Ora posso guardarti negli occhi

Gli occhi di S. sono straordinari, per tutta l’intervista non riesco a smettere di guardarli. Chiari e profondi, uno sguardo vellutato e dolce. Le domande che volevo farle non riguardavano la sua storia in Camerun, ma lei insiste per raccontarmela lo stesso. “Altrimenti non capisci”, spiega. E ha ragione, pienamente. Io da lei voglio sapere cosa pensa del programma di ospitalità nei conventi di Roma in cui è inserita, in cosa lo trova utile e efficace, cosa cambierebbe. Ma lei mi vuole raccontare altro. Ci tiene a spiegarmi come questa esperienza ha trasformato completamente la sua vita, al di là di qualunque indicatore raggiunto o meno.

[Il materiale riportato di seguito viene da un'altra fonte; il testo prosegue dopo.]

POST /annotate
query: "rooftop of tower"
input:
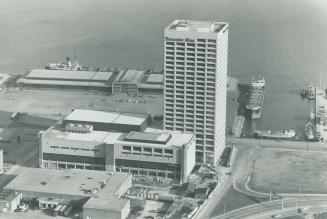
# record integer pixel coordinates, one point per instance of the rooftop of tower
(197, 26)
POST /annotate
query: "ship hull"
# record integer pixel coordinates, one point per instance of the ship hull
(255, 113)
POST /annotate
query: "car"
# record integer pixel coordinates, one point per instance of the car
(303, 210)
(276, 216)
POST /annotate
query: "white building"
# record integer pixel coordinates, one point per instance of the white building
(98, 143)
(195, 72)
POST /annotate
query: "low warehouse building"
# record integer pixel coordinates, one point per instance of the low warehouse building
(109, 121)
(100, 192)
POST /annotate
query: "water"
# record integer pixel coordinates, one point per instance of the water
(286, 41)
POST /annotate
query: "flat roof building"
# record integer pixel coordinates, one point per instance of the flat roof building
(101, 190)
(195, 81)
(150, 152)
(105, 121)
(63, 79)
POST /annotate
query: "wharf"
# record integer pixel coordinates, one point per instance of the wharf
(321, 114)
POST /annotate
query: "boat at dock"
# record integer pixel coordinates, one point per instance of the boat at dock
(277, 134)
(311, 94)
(310, 132)
(255, 100)
(304, 93)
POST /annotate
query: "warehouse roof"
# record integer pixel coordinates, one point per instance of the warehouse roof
(105, 199)
(159, 138)
(106, 117)
(101, 186)
(151, 137)
(76, 182)
(69, 75)
(62, 83)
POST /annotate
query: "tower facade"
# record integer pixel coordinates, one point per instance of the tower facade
(195, 77)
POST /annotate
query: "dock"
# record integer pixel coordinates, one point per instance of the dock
(321, 114)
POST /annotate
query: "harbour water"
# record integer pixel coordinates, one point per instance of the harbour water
(285, 41)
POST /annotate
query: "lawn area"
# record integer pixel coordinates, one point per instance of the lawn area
(289, 171)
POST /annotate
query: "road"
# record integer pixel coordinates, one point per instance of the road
(282, 206)
(280, 145)
(263, 143)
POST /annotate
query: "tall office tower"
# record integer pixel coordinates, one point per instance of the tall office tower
(195, 72)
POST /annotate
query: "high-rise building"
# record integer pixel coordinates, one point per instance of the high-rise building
(195, 75)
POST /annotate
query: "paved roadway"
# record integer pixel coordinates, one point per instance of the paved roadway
(266, 209)
(264, 143)
(276, 144)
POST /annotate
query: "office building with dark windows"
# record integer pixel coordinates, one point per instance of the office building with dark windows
(195, 77)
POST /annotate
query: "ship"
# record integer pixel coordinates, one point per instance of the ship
(304, 93)
(311, 94)
(310, 132)
(255, 100)
(278, 134)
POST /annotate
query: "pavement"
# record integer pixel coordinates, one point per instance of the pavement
(285, 207)
(278, 144)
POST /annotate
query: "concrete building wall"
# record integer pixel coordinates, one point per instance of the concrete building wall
(148, 159)
(73, 147)
(10, 205)
(143, 155)
(221, 93)
(91, 213)
(195, 75)
(188, 159)
(125, 186)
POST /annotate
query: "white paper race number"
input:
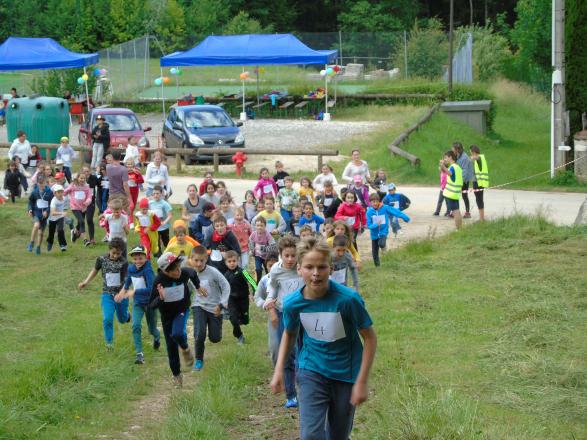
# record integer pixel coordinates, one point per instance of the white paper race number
(323, 326)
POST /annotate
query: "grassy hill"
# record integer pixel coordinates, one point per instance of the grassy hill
(481, 336)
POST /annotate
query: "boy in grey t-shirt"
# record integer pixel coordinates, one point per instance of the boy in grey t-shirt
(207, 308)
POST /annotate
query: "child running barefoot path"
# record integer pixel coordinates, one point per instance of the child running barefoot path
(114, 268)
(333, 366)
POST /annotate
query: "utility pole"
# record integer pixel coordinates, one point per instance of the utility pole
(450, 38)
(558, 133)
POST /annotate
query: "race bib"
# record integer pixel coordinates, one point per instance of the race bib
(216, 255)
(144, 220)
(138, 283)
(323, 326)
(113, 279)
(174, 293)
(339, 276)
(379, 219)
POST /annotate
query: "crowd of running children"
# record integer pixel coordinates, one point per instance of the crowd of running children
(302, 244)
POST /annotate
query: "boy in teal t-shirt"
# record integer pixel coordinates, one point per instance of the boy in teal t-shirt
(333, 365)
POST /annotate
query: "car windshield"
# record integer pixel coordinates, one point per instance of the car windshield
(206, 119)
(122, 122)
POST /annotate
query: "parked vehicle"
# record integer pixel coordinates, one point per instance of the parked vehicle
(122, 122)
(192, 127)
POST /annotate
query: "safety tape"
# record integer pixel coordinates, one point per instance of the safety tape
(520, 180)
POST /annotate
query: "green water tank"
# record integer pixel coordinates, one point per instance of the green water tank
(44, 119)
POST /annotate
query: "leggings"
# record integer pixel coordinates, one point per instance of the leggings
(90, 219)
(80, 216)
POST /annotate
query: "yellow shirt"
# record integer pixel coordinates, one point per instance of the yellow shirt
(178, 249)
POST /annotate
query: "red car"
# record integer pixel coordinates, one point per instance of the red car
(122, 122)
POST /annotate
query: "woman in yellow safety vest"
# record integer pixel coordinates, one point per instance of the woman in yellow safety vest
(482, 176)
(454, 184)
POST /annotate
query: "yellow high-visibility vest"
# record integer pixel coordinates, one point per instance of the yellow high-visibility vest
(482, 175)
(452, 190)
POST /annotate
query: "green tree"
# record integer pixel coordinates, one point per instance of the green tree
(242, 23)
(576, 61)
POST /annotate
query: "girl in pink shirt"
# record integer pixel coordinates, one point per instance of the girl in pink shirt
(80, 197)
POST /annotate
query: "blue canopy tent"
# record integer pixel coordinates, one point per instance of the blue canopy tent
(249, 50)
(40, 54)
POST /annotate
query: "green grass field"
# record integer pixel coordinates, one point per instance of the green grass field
(490, 348)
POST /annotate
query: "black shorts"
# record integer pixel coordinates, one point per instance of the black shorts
(451, 204)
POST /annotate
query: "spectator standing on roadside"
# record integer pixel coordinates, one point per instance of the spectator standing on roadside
(468, 174)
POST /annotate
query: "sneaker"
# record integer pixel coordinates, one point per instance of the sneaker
(188, 357)
(198, 365)
(291, 403)
(178, 381)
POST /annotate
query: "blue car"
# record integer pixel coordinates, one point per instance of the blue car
(192, 127)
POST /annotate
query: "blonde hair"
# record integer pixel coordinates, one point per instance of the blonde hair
(310, 244)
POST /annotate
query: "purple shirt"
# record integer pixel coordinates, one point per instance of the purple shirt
(117, 175)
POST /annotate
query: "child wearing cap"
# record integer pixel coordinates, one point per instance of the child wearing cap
(56, 215)
(201, 227)
(141, 276)
(181, 244)
(171, 294)
(64, 155)
(114, 267)
(146, 225)
(208, 304)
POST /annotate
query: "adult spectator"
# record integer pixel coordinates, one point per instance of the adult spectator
(118, 178)
(101, 141)
(20, 147)
(481, 178)
(468, 174)
(156, 174)
(356, 167)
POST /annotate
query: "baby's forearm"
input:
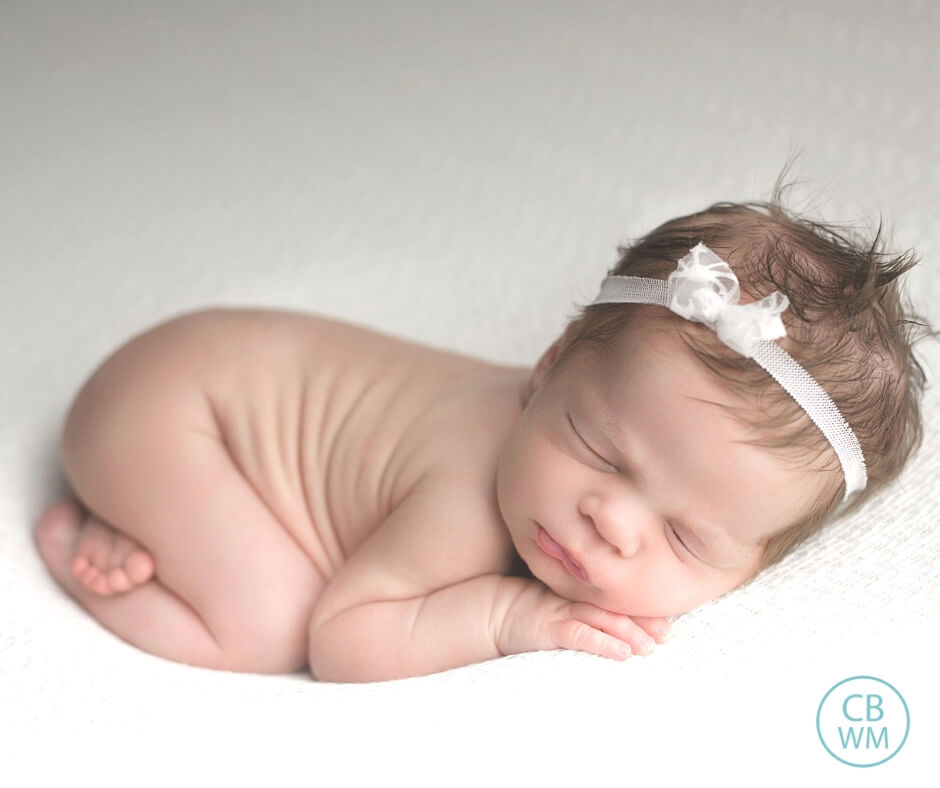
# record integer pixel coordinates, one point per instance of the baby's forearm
(389, 639)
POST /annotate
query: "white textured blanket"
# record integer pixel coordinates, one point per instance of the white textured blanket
(459, 174)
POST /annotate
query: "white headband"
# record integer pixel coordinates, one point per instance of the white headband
(704, 289)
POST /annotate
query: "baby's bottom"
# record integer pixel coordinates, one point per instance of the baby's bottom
(231, 589)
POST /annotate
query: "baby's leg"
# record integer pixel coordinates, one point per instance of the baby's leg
(142, 451)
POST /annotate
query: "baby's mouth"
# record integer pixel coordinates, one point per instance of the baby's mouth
(555, 550)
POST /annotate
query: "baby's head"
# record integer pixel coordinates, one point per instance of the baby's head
(641, 428)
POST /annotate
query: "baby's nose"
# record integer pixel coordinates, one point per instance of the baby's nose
(613, 523)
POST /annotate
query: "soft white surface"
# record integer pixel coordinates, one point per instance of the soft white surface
(456, 173)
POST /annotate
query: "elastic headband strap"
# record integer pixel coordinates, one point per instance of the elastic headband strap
(705, 290)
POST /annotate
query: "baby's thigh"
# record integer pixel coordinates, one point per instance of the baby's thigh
(143, 451)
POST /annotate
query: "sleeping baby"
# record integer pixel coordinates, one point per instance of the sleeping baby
(267, 491)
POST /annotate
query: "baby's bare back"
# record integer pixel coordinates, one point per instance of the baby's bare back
(333, 424)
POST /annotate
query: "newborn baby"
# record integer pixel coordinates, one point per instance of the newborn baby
(267, 491)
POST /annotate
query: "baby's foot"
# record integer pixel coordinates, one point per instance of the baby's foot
(104, 560)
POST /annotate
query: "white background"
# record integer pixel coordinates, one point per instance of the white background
(459, 174)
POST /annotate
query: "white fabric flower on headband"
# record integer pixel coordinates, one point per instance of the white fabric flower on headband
(703, 288)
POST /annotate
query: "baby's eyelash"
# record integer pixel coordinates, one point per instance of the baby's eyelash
(679, 539)
(588, 445)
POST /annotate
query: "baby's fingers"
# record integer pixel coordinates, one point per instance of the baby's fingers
(578, 636)
(617, 625)
(658, 628)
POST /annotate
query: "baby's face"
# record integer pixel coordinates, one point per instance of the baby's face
(625, 484)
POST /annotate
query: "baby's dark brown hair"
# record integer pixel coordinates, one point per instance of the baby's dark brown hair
(847, 324)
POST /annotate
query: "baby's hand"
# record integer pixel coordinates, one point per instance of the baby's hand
(538, 619)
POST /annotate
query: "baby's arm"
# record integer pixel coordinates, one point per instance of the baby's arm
(426, 593)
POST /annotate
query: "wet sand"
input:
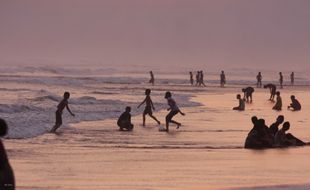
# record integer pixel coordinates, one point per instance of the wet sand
(206, 153)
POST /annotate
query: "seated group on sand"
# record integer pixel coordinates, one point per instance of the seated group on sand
(262, 136)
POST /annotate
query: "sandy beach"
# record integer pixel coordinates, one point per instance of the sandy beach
(205, 153)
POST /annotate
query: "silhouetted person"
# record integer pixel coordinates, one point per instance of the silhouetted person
(281, 79)
(241, 106)
(124, 121)
(272, 89)
(191, 78)
(61, 106)
(174, 109)
(259, 80)
(292, 78)
(7, 180)
(274, 128)
(223, 79)
(283, 139)
(152, 79)
(278, 105)
(148, 107)
(248, 91)
(295, 105)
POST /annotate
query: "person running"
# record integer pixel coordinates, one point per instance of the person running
(281, 79)
(274, 128)
(292, 78)
(259, 80)
(124, 121)
(272, 89)
(283, 139)
(149, 106)
(248, 91)
(7, 180)
(174, 109)
(295, 105)
(223, 79)
(278, 105)
(152, 79)
(191, 78)
(241, 106)
(61, 106)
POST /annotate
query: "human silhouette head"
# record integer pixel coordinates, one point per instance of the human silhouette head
(3, 128)
(280, 119)
(128, 109)
(147, 91)
(286, 126)
(66, 95)
(168, 95)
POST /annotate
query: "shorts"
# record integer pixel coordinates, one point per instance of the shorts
(171, 114)
(58, 118)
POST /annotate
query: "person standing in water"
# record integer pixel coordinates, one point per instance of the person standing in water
(292, 78)
(7, 180)
(191, 78)
(61, 106)
(295, 105)
(272, 89)
(278, 105)
(223, 79)
(281, 79)
(152, 79)
(259, 80)
(174, 109)
(148, 107)
(241, 106)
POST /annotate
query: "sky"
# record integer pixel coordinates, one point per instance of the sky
(168, 34)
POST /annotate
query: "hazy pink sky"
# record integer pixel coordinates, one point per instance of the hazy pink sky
(201, 33)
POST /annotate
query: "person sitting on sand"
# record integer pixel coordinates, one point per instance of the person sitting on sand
(272, 89)
(278, 105)
(124, 121)
(148, 107)
(7, 180)
(283, 139)
(174, 109)
(295, 105)
(61, 106)
(248, 91)
(241, 106)
(274, 128)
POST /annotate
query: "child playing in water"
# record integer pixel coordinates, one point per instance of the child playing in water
(61, 106)
(174, 109)
(148, 107)
(124, 121)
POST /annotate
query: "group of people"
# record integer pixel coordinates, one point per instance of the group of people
(124, 121)
(262, 136)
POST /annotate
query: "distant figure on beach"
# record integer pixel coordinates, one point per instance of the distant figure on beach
(283, 139)
(281, 79)
(174, 109)
(248, 91)
(292, 78)
(278, 105)
(259, 80)
(152, 79)
(148, 107)
(223, 79)
(295, 105)
(61, 106)
(124, 121)
(274, 128)
(272, 89)
(241, 106)
(191, 78)
(7, 180)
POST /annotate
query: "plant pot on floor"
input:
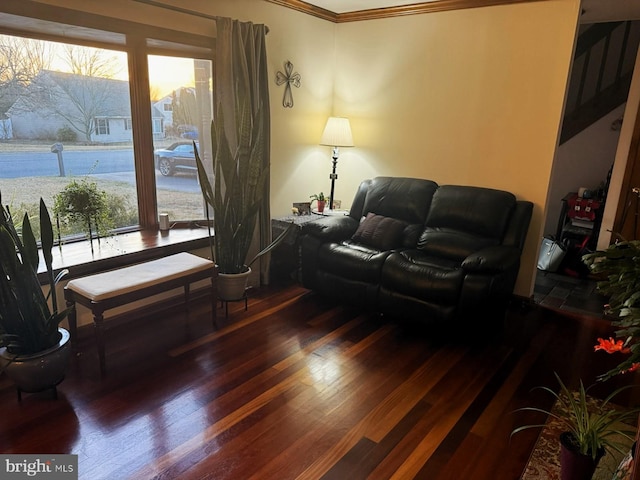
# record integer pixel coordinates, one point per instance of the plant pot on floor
(573, 464)
(232, 286)
(39, 371)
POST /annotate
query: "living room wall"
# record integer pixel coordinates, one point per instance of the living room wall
(470, 96)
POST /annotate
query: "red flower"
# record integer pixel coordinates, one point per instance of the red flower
(635, 366)
(612, 346)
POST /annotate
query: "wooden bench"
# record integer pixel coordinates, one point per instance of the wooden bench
(104, 291)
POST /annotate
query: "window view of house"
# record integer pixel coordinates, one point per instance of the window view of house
(184, 101)
(66, 119)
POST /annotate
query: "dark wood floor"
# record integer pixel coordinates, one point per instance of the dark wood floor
(296, 387)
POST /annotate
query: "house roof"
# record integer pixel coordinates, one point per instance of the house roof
(81, 85)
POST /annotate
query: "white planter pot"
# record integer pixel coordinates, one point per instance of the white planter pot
(232, 286)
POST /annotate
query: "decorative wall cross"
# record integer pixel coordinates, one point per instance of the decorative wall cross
(288, 78)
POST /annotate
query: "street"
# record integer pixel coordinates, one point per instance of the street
(114, 164)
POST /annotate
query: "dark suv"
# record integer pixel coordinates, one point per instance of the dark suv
(177, 156)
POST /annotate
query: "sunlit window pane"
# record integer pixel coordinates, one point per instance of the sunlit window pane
(66, 130)
(181, 97)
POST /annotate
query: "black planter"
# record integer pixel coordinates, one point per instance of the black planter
(40, 371)
(573, 464)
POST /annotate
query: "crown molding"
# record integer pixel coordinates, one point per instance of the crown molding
(378, 13)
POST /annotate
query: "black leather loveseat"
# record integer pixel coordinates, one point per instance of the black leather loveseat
(413, 248)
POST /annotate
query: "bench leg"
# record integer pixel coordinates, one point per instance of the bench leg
(187, 287)
(214, 316)
(73, 325)
(97, 324)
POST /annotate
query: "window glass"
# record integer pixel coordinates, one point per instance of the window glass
(181, 97)
(65, 128)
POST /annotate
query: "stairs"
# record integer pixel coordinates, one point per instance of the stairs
(601, 75)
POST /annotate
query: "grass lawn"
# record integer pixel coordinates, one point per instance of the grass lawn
(21, 192)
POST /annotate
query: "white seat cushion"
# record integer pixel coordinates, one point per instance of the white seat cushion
(127, 279)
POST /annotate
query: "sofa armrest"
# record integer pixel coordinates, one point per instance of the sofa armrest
(492, 260)
(331, 228)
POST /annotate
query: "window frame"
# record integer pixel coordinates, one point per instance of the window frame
(25, 18)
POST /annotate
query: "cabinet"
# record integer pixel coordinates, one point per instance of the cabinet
(579, 222)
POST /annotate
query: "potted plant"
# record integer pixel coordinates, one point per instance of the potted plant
(320, 199)
(29, 329)
(618, 268)
(83, 203)
(240, 179)
(589, 430)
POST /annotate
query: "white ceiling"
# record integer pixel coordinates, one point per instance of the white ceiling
(594, 10)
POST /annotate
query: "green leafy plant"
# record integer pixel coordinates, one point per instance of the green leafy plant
(240, 178)
(27, 324)
(81, 202)
(592, 429)
(619, 269)
(318, 197)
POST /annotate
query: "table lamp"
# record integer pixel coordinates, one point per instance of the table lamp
(337, 133)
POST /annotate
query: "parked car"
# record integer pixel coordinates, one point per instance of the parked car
(177, 156)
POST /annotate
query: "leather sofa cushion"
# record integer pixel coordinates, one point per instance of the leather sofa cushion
(352, 261)
(416, 274)
(405, 199)
(380, 232)
(463, 220)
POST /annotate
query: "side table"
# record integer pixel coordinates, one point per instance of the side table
(285, 259)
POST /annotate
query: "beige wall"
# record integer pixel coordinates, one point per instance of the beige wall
(469, 97)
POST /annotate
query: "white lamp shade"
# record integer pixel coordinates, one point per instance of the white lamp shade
(337, 133)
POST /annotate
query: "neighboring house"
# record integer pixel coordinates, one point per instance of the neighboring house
(6, 130)
(97, 109)
(166, 104)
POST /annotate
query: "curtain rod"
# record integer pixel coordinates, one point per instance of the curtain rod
(155, 3)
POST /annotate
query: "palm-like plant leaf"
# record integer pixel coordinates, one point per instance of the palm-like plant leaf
(240, 178)
(27, 323)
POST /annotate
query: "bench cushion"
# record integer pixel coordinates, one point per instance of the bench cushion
(102, 286)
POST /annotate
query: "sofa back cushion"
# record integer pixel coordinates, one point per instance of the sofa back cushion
(406, 199)
(380, 232)
(465, 219)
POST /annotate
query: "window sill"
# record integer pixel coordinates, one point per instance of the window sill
(125, 249)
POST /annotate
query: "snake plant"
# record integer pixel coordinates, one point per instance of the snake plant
(27, 323)
(240, 179)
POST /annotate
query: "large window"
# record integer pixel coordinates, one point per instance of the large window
(187, 90)
(67, 116)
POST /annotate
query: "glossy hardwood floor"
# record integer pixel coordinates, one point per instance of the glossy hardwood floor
(296, 387)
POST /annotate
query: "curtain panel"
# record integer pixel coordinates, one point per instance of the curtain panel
(241, 72)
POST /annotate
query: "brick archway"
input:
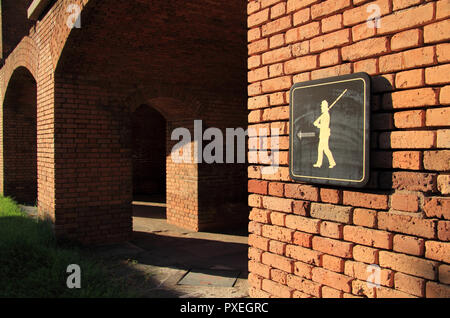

Il padre di S. la ha data in sposa a 15 anni a un uomo molto più grande di lei. Un uomo potente, ricco. Un uomo che lei non voleva e che ha messo fine per sempre al suo sogno di studiare. Un dolore enorme, insopportabile anche per sua madre (“è morta per il dispiacere”, sussurra S.). Inizia una vita fatta di lussi, ma anche di umiliazione. Il marito a un certo punto decide di convertirsi all’islam e la condizione di S. non fa che peggiorare. “Tu ora mi vedi così. Posso guardarti negli occhi, parlare a te, parlare anche davanti a cento persone. Io non ero così, prima. Non mi mancava nulla, ma non valevo nulla. Vivevo con gli occhi bassi. Non mi era permesso di fare alcuna scelta, non potevo uscire, non potevo studiare, non potevo avere un’opinione, non potevo crescere mia figlia secondo i miei valori. Sono arrivata al punto che desideravo solo morire. Credevo che la vita non avesse più nulla da darmi”.

In Italia tutto è diverso. In teoria manca tutto: i soldi, una casa, una prospettiva professionale. “Ma io ho ricominciato a vivere qui, con voi. So che tanti di quelli che sono arrivati si sono persi. Ma io no, io ho ritrovato me stessa. Ho ritrovato la gioia di vivere. Ho incontrato persone che mi guardavano con attenzione, con amore. Che mi telefonavano per sapere se avevo bisogno di qualcosa. Che mi incoraggiano quando ho paura. Ho subito due interventi alla colonna vertebrale e la prima volta ero tranquilla, ma la seconda volta… La seconda volta ero terrorizzata. Lei [l’operatrice del progetto] mi ha chiamato, mi ha incoraggiato. Dopo aver parlato con lei ero pronta ad operarmi subito. Poi mi ha chiesto persino se avevo bisogno di aiuto, per salire le scale o per andare da qualche parte. A me, proprio a me. Non so spiegarti quanto mi sono sentita importante. Cosa è speciale in questo programma di accoglienza? L’amore. Le suore mi hanno accolto in tutto e per tutto, mi rispettano, mi conoscono. Mi danno una libertà che nella mia vita non avevo mai conosciuto. Accettano che i miei amici mi vengano a trovare, perché io ho tanti amici adesso. Posso chiedere il loro consiglio in qualunque momento. Quando mi parlano mi sento piena, orgogliosa. Mi sento come il Presidente di uno Stato.

Qualche tempo fa ho visto molti ragazzi africani che dormono per strada vicino alla stazione Termini. Sono andata a parlare con loro, a sentire di cosa hanno bisogno. Molti si sono lamentati perché alla mensa della Caritas possono mangiare solo pasta. Io allora ho detto che se vogliono vivere in Italia non devono lamentarsi, devono abituarsi a un cibo diverso ed essere grati perché hanno almeno quello. Anche io, in questi anni, ho fatto così. Ma poi ho pensato che niente dà gioia come il cibo di casa. Ne ho parlato con le suore, che mi hanno incoraggiato. E allora ho fatto la spesa e ho cucinato una cena africana per 350 persone. Abbiamo dato loro un sorriso. Anche quello conta”.

E se ne va sorridendo, S. La strada è ancora lunga, ma lei continua a camminare.

P.S. Quella nella foto non è lei, ovviamente.